Just a Pretty House with Garden in Oxford, a short story by Karen Southall Watts at Spillwords.com

Just a Pretty House with Garden in Oxford

Just a Pretty House with Garden in Oxford

written by: Karen Southall Watts

 

The photos attached to the message were nice, but not spectacular, probably because her cousin snapped them while walking. The house was made of tan bricks, trimmed in white, and the roses were pressed against a black iron fence. She imagined strolling by soaking in the history and the perfume of summer.

She pulled out the chore list for the day, and pushed impossible dreams of European vacations out of her head. It was going to be another chaotic day of pasting together enough gig work to pay the bills. Time for that first cup of tea.

Perhaps her cousin was having tea right now too, maybe in one of those places that served fresh scones? More likely, with the time difference, her cousin was winding down with a cocktail after another morning of museums and local color. Didn’t someone famous write about “Oh, to be in England?” Maybe she’d look up that quote after her first job was finished, as a lunchtime treat.

Glued to her keyboard, she hustled all day, cringing a bit when the neighbor’s dogs howled during a video conference. Lunch was some leftover fried rice she managed to heat up before a passing thunderstorm caused the power to flicker. Once the internet was back up, she looked up that fragment of a poem. It was Robert Browning. Another cup of tea.
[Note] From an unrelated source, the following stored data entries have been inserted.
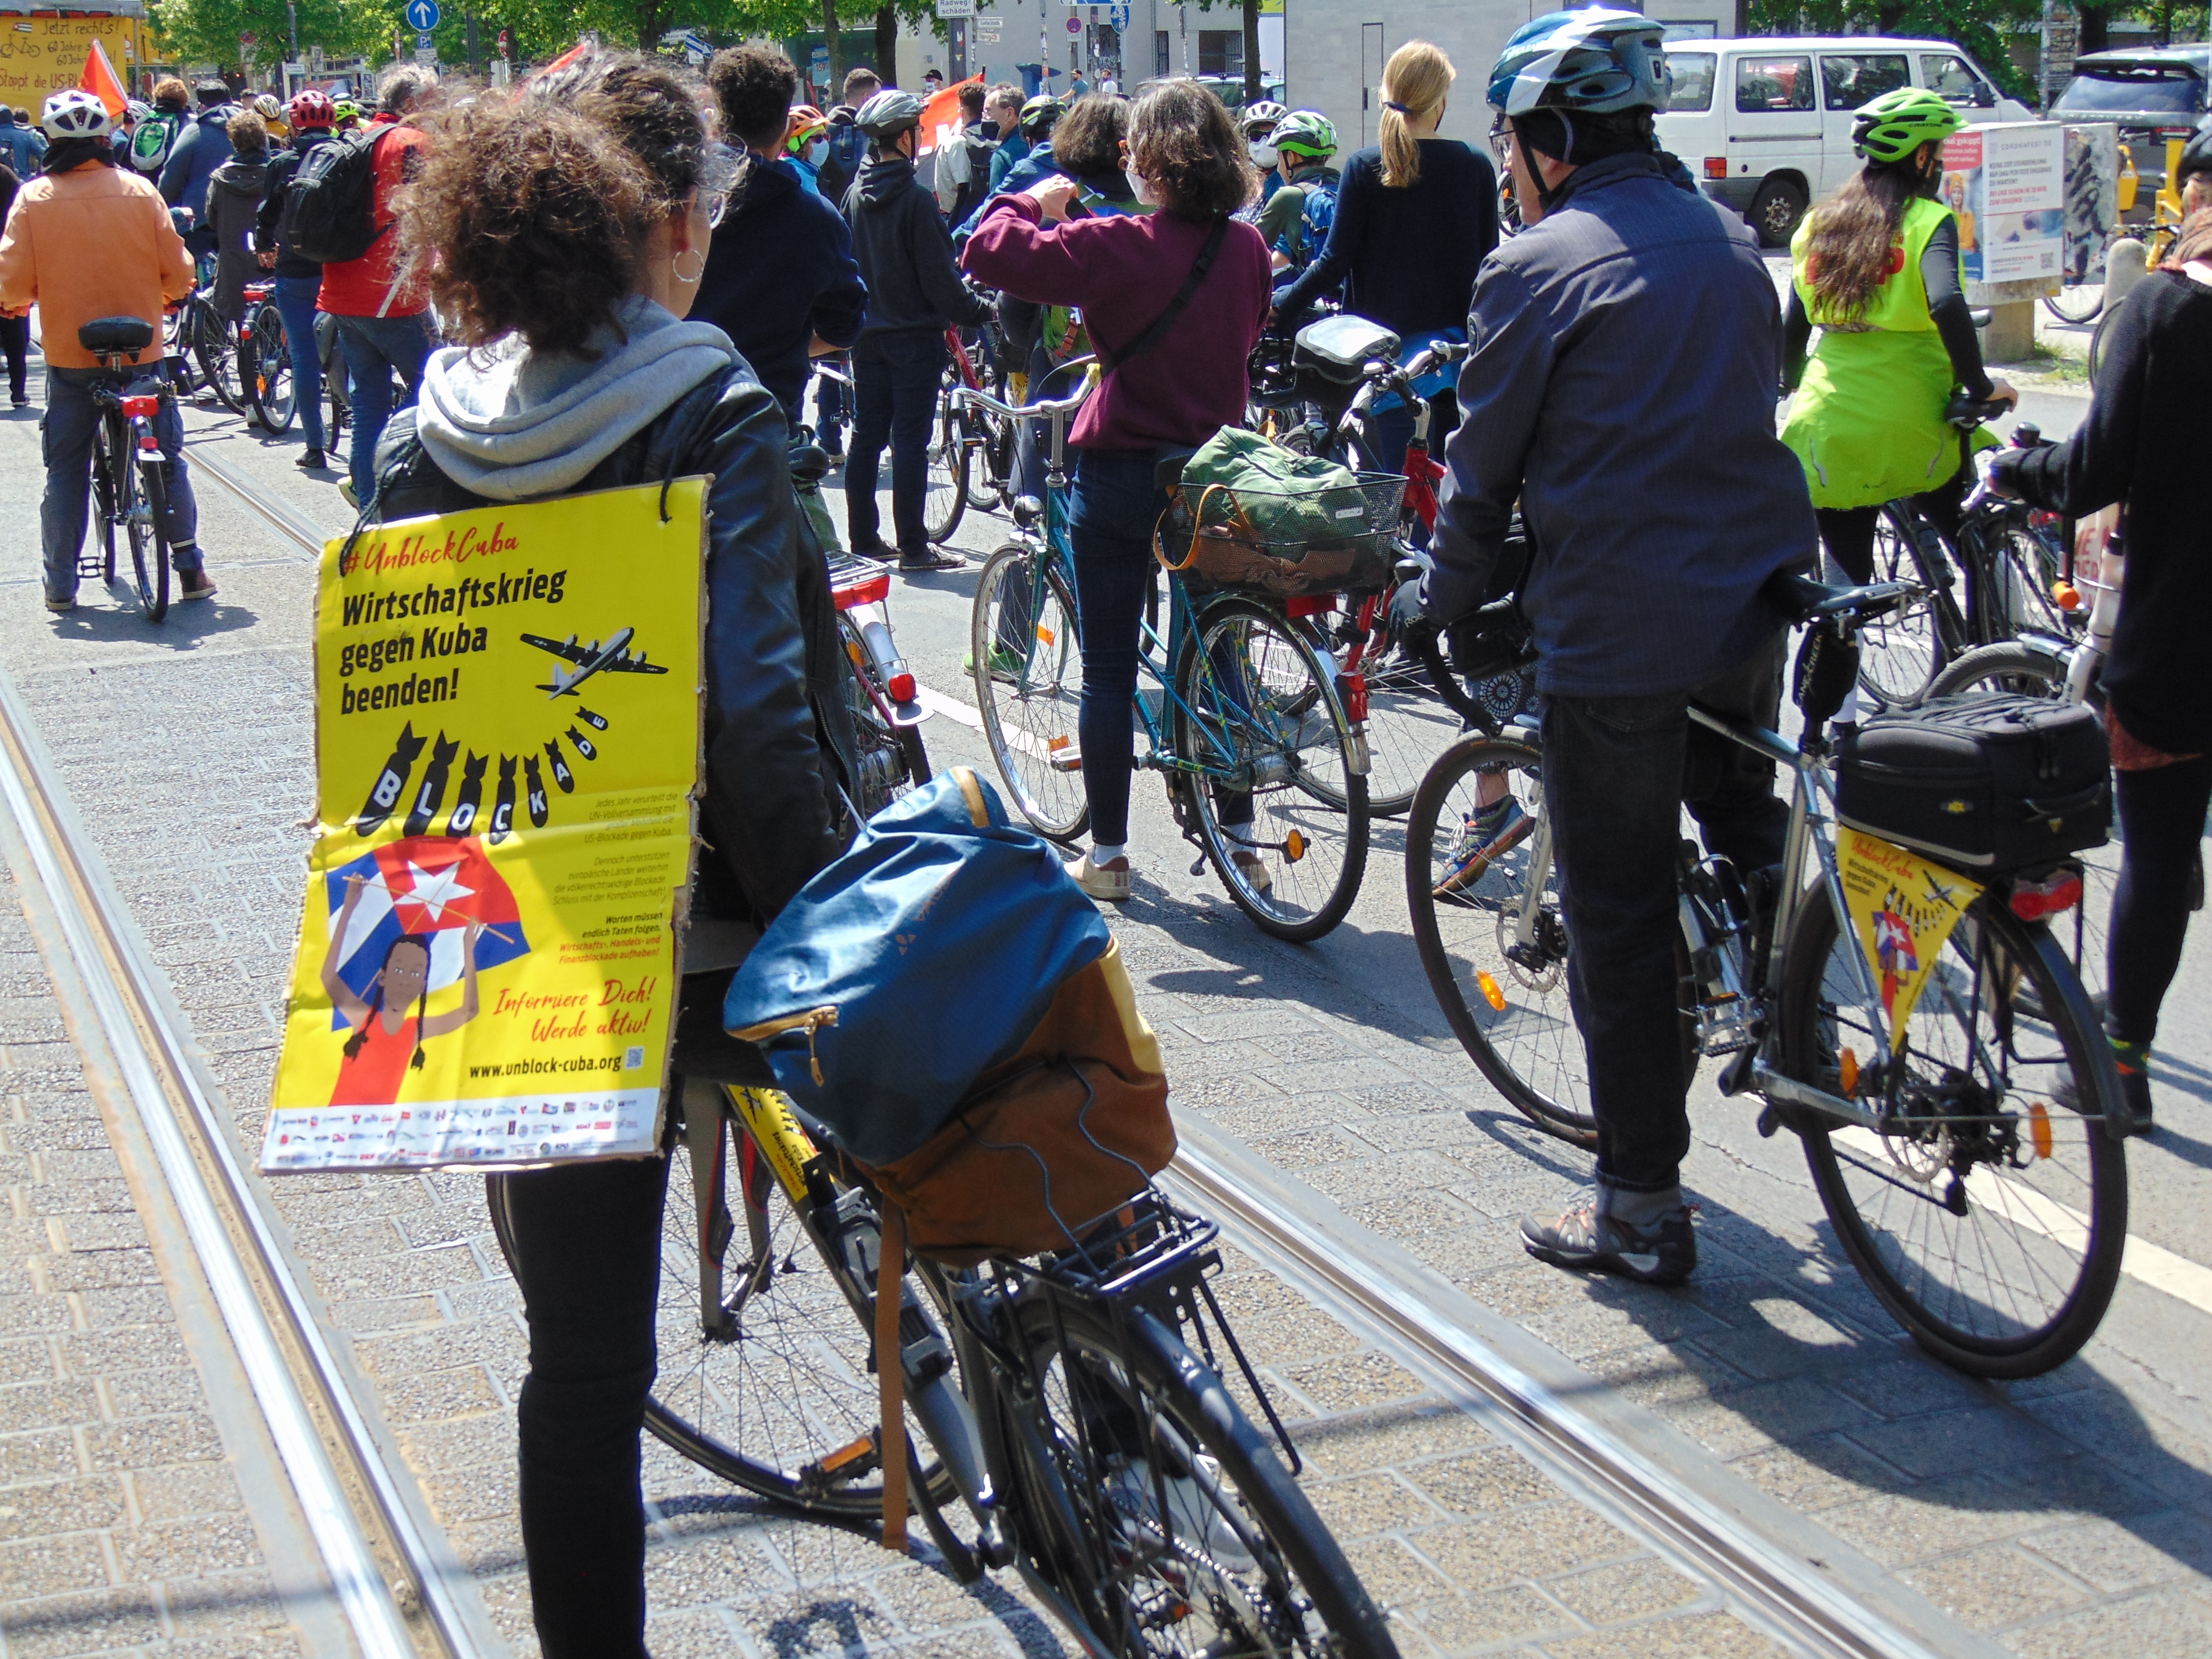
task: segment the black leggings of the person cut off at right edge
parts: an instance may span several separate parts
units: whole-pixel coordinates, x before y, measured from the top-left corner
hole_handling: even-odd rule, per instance
[[[2212,803],[2212,759],[2115,776],[2126,841],[2106,940],[2112,995],[2106,1031],[2117,1042],[2148,1044],[2190,931],[2190,885],[2205,834],[2205,805]]]

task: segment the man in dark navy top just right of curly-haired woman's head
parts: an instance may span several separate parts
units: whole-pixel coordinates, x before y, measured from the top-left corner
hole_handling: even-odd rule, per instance
[[[796,431],[810,358],[860,336],[867,285],[845,217],[783,159],[799,71],[774,46],[714,53],[708,84],[748,166],[714,228],[690,314],[714,323],[776,394]]]

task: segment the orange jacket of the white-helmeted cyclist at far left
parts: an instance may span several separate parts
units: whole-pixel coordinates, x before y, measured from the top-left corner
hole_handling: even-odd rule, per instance
[[[144,316],[155,343],[139,354],[161,361],[161,303],[192,292],[192,257],[168,221],[161,192],[122,168],[86,161],[44,173],[15,195],[0,234],[0,310],[38,303],[46,363],[97,369],[77,345],[95,316]]]

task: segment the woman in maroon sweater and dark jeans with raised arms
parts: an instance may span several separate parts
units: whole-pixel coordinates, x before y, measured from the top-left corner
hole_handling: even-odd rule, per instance
[[[1259,190],[1259,175],[1219,97],[1186,80],[1155,86],[1130,111],[1121,148],[1139,212],[1071,219],[1075,181],[1040,179],[989,208],[964,261],[1015,299],[1079,305],[1102,361],[1115,363],[1068,434],[1077,451],[1068,531],[1093,838],[1075,878],[1093,898],[1117,900],[1130,880],[1137,630],[1152,526],[1168,507],[1152,462],[1164,447],[1201,445],[1243,420],[1245,358],[1267,321],[1270,281],[1259,230],[1228,219]],[[1212,261],[1188,305],[1146,343],[1208,248]]]

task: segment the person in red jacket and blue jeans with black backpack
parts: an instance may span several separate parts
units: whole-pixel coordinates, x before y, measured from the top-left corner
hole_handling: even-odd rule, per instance
[[[398,268],[394,226],[398,210],[392,192],[409,184],[422,168],[422,146],[429,137],[411,126],[407,115],[429,102],[438,73],[420,64],[398,64],[385,73],[376,97],[383,104],[369,126],[376,131],[376,241],[361,259],[323,265],[323,292],[316,310],[338,319],[338,349],[354,396],[354,449],[349,478],[338,484],[354,507],[367,507],[376,495],[376,440],[392,420],[392,372],[398,369],[405,392],[398,407],[416,398],[422,363],[429,358],[429,299],[418,281],[407,281]]]

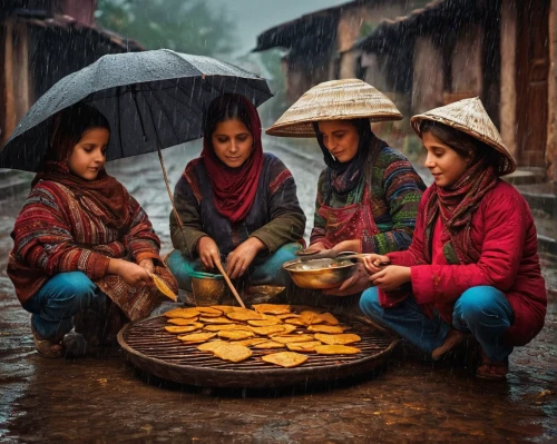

During the workday, any birdsong was drowned out by the traffic off of Highway 54, and the weird gurgle that her refrigerator had developed in the last month. So much for fantasies of “the city of dreaming spires” or a sleepy, green countryside.
A series of door slams announced the end of the business day and the return of the neighbors. Late afternoon heat generated a violent downpour that lasted just long enough to drive the kids in from the basketball hoop, and make the apartment complex parking lot steam. She trooped down the stairs to check the mail, praying for no new bills.

In the post-storm quiet, she ventured out the front door. Muggy air swallowed her whole, but in that first breath was the scent of the bedraggled rose bush by the porch. Oh to be in this moment, now that it is here.